How about neither?
Chris Soghoian has an interesting post at his Surveill@nce St@te blog on C|Net decrying the “evisceration” of a data-breach bill in the Indiana legislature. He’s a big advocate of the bill and evidently spent a lot of time working for its passage.
“In a committee meeting Tuesday morning,” he reports, “Republican committee members successfully eviscerated the bill, reducing it to a mere 17 lines of text from the original 72. The Web site report provision and the requirement that companies notify the state attorney general whenever a data breach is discovered were stripped.” Etc.

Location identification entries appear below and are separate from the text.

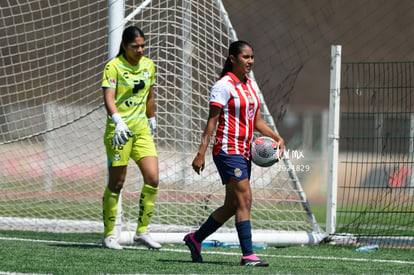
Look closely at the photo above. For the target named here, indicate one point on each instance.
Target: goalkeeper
(128, 90)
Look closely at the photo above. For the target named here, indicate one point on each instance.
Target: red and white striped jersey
(239, 103)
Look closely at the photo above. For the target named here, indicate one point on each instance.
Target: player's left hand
(153, 125)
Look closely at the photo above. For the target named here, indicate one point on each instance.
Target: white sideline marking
(224, 253)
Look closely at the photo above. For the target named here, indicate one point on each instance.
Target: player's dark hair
(234, 50)
(129, 36)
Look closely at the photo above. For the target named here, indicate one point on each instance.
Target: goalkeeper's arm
(121, 129)
(151, 110)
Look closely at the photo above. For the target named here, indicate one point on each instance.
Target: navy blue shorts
(232, 167)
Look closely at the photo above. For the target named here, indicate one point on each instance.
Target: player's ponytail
(234, 50)
(129, 36)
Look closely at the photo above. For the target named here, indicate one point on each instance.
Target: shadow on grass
(190, 262)
(78, 245)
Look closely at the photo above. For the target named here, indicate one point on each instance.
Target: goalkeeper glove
(153, 125)
(121, 131)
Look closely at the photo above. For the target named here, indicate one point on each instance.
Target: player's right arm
(199, 160)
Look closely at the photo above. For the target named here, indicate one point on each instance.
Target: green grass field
(52, 253)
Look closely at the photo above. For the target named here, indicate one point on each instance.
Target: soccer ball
(264, 151)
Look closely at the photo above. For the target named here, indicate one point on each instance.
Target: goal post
(370, 194)
(54, 172)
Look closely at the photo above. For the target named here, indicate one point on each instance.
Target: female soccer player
(127, 83)
(234, 105)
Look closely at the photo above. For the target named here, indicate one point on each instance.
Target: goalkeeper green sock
(110, 209)
(146, 207)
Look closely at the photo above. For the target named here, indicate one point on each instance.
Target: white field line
(229, 253)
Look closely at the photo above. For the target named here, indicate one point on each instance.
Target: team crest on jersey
(112, 81)
(250, 99)
(145, 74)
(250, 111)
(117, 156)
(238, 172)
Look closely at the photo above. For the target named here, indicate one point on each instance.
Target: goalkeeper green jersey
(132, 85)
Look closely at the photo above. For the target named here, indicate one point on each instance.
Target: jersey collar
(236, 80)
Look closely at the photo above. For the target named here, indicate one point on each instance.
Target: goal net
(376, 156)
(52, 121)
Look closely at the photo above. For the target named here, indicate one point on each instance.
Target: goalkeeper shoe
(253, 260)
(195, 248)
(145, 239)
(111, 242)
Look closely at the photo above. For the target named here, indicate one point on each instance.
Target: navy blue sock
(206, 229)
(244, 230)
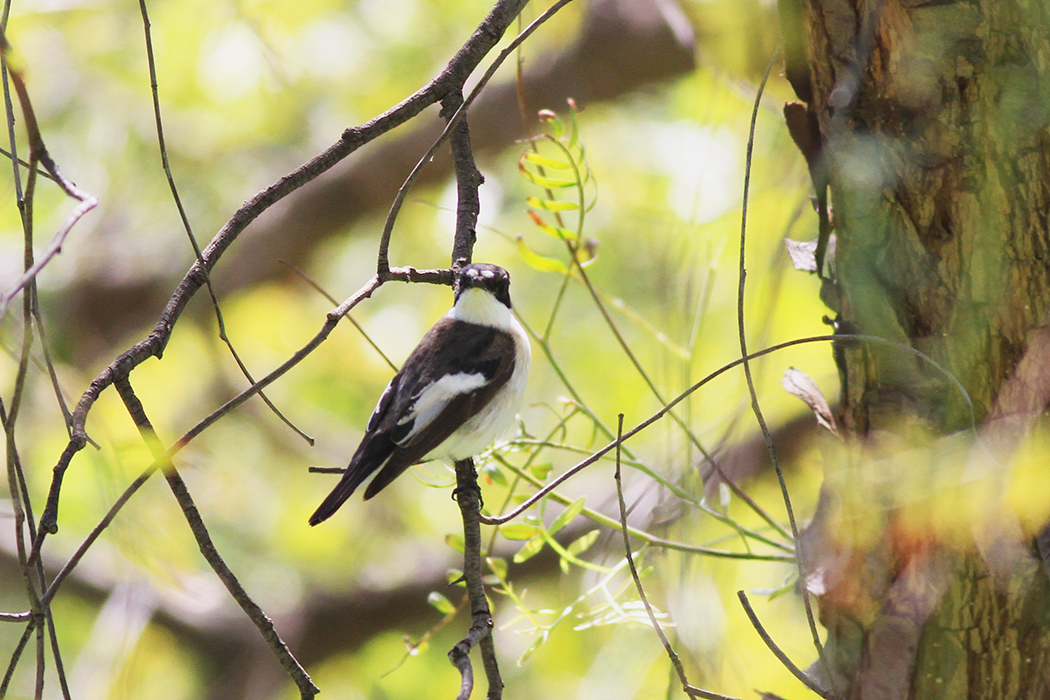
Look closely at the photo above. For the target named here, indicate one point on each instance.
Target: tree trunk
(927, 124)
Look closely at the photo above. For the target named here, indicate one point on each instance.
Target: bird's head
(490, 278)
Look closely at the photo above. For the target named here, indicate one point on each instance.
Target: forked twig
(692, 691)
(225, 574)
(468, 496)
(777, 652)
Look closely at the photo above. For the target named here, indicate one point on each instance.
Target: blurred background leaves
(249, 90)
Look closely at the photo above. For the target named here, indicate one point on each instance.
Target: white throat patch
(477, 305)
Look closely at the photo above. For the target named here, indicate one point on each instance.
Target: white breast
(496, 420)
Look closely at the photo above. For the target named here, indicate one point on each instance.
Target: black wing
(392, 443)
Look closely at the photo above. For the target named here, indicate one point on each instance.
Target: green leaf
(440, 602)
(583, 544)
(536, 260)
(532, 648)
(546, 183)
(544, 162)
(498, 565)
(548, 205)
(554, 121)
(492, 471)
(541, 471)
(552, 231)
(567, 515)
(519, 531)
(531, 548)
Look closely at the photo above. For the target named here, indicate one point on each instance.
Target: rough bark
(927, 122)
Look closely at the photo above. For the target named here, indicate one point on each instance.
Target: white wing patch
(434, 399)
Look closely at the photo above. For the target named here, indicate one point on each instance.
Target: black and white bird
(458, 391)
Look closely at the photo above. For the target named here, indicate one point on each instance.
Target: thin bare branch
(468, 496)
(237, 592)
(798, 673)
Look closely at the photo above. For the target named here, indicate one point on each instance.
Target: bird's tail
(338, 496)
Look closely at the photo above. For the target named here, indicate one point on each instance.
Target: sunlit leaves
(557, 163)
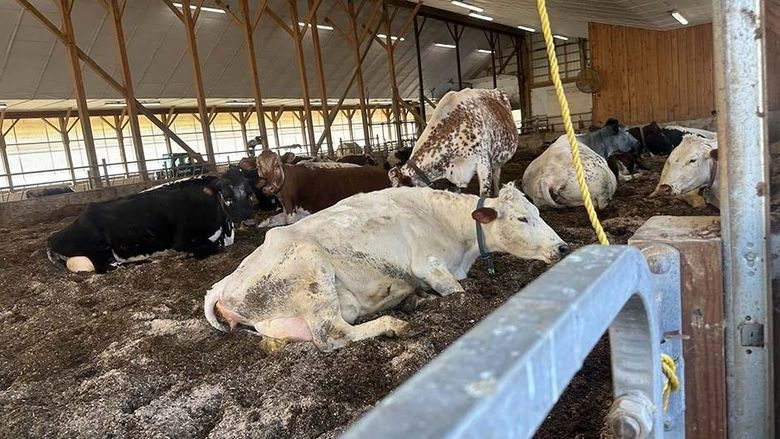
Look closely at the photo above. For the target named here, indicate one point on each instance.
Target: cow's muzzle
(663, 190)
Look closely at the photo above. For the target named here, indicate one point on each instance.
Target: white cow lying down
(312, 280)
(550, 179)
(691, 169)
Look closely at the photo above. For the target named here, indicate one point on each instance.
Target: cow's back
(316, 189)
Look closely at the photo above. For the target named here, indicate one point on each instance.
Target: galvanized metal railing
(504, 376)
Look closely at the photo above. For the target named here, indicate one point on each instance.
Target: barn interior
(102, 99)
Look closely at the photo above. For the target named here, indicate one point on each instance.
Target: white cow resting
(471, 131)
(550, 179)
(691, 171)
(312, 280)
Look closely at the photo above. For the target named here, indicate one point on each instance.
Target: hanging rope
(575, 148)
(672, 383)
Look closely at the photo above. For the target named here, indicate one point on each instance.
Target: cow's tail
(209, 307)
(549, 193)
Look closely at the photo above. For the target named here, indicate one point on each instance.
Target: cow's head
(513, 225)
(616, 138)
(237, 193)
(398, 178)
(270, 170)
(690, 166)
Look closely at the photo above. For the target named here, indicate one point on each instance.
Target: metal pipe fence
(504, 376)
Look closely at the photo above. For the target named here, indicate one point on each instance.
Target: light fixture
(480, 16)
(319, 26)
(678, 16)
(202, 8)
(467, 6)
(392, 37)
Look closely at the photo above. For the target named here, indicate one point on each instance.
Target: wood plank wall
(651, 75)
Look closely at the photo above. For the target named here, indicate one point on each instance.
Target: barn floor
(129, 354)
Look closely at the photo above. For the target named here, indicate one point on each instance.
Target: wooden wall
(650, 75)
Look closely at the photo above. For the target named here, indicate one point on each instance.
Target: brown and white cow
(312, 281)
(471, 131)
(303, 190)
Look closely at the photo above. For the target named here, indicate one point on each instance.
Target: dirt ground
(129, 354)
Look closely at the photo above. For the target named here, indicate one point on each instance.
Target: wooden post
(200, 95)
(64, 133)
(298, 41)
(699, 243)
(117, 12)
(249, 42)
(456, 32)
(315, 40)
(4, 149)
(361, 87)
(65, 7)
(120, 137)
(417, 32)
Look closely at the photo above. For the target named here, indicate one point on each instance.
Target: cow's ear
(484, 215)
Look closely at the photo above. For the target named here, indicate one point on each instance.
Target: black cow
(47, 191)
(398, 158)
(193, 216)
(661, 141)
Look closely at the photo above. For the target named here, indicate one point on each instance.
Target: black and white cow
(194, 216)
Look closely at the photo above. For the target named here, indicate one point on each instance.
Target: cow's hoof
(272, 345)
(80, 264)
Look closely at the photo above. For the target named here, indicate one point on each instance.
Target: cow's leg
(435, 274)
(485, 175)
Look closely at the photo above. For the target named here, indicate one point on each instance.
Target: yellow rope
(668, 367)
(575, 148)
(672, 383)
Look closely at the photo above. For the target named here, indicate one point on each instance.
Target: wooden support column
(417, 32)
(192, 43)
(117, 11)
(389, 45)
(118, 125)
(65, 8)
(523, 60)
(315, 40)
(4, 149)
(698, 241)
(456, 32)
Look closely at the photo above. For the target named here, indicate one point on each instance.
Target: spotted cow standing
(471, 131)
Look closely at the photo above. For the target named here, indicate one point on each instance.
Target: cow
(312, 281)
(471, 131)
(550, 179)
(691, 171)
(661, 141)
(304, 190)
(193, 215)
(397, 158)
(48, 191)
(358, 159)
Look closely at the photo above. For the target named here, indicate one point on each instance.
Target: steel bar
(502, 377)
(740, 78)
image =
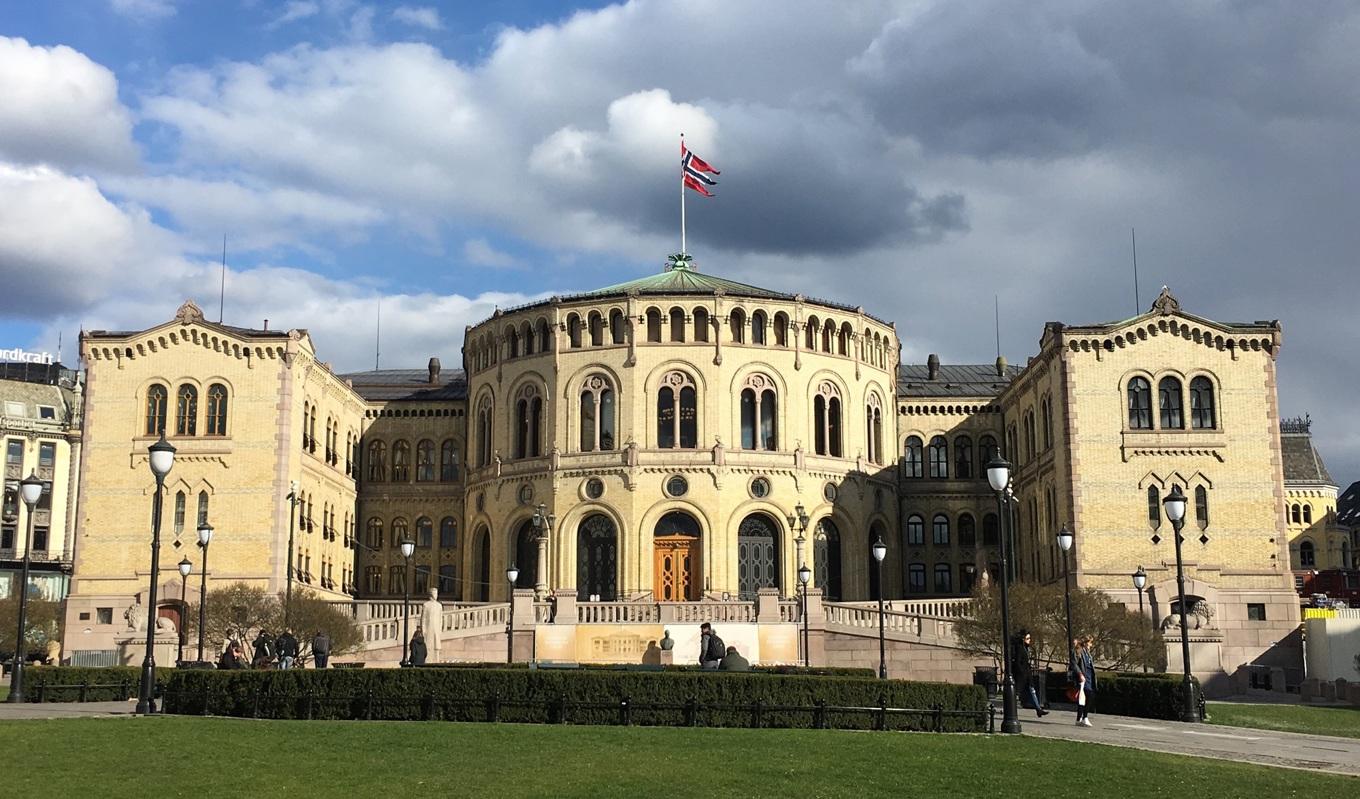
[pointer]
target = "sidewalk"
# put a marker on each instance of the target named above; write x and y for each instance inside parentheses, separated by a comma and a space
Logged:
(1319, 753)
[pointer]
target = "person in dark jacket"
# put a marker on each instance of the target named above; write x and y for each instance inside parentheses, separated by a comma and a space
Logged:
(1022, 658)
(418, 648)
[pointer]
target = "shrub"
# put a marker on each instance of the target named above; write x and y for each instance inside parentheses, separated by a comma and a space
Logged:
(574, 696)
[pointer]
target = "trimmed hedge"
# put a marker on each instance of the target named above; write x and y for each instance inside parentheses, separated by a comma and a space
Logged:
(1130, 693)
(74, 684)
(578, 697)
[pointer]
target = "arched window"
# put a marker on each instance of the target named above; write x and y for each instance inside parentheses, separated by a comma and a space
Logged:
(915, 530)
(967, 530)
(449, 461)
(377, 462)
(216, 411)
(187, 411)
(597, 413)
(400, 461)
(1140, 404)
(157, 409)
(939, 457)
(759, 411)
(826, 417)
(677, 412)
(1168, 401)
(1201, 404)
(425, 461)
(940, 530)
(913, 462)
(963, 457)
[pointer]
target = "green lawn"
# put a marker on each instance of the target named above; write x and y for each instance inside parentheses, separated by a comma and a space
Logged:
(201, 757)
(1344, 722)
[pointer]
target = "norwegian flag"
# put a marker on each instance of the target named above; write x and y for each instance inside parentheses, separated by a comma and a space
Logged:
(697, 171)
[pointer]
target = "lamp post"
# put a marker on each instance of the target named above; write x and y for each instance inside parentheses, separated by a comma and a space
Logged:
(512, 575)
(204, 540)
(880, 551)
(1175, 507)
(998, 476)
(408, 548)
(1140, 580)
(30, 488)
(1065, 545)
(804, 578)
(185, 567)
(161, 458)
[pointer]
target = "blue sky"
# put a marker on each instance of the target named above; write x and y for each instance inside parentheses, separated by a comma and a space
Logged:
(914, 156)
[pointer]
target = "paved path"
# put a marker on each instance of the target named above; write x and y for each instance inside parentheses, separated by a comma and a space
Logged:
(1319, 753)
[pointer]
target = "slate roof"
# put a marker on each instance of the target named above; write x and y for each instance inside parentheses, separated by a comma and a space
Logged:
(954, 379)
(408, 385)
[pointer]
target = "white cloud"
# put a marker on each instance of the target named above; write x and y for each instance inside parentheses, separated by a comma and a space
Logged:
(418, 16)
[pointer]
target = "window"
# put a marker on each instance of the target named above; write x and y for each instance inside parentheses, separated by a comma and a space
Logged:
(1140, 404)
(939, 454)
(597, 415)
(677, 413)
(377, 462)
(425, 461)
(911, 459)
(940, 530)
(759, 411)
(826, 417)
(449, 461)
(915, 530)
(155, 409)
(1168, 402)
(400, 461)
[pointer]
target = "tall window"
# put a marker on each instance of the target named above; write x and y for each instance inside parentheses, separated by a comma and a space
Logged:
(1140, 404)
(449, 461)
(1168, 401)
(939, 455)
(913, 462)
(425, 461)
(187, 411)
(826, 417)
(1201, 404)
(759, 411)
(677, 412)
(597, 413)
(155, 409)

I’m somewhat bemused to sense the excitement a young person has getting his first experience with the legislative process, then being disappointed with the results. I’m less amused – annoyed, frankly – that someone would use the length of a bill as a proxy for its quality. By that measure, the Consolidated Appropriations Act must be a real gem.
But it’s downright troubling to see a smart young man so thoroughly fallen victim to the fatal conceit. Top-down planning is no better in data security than it is in distributing bananas, but Soghoian is pretty sure he’s figured out how data security should be done across the economy (at least the economy of Indiana). I’m not sympathetic when his plans to have the legislature in his state carry out his will are quashed by others similarly situated.
Better than the regulatory contraption Soghoian desires is the use of simple common law rules, letting liability bring distributed knowledge about data breaches and data security together to construct the practices that best serve the public. There’s more to law than legislation, and people need to learn that.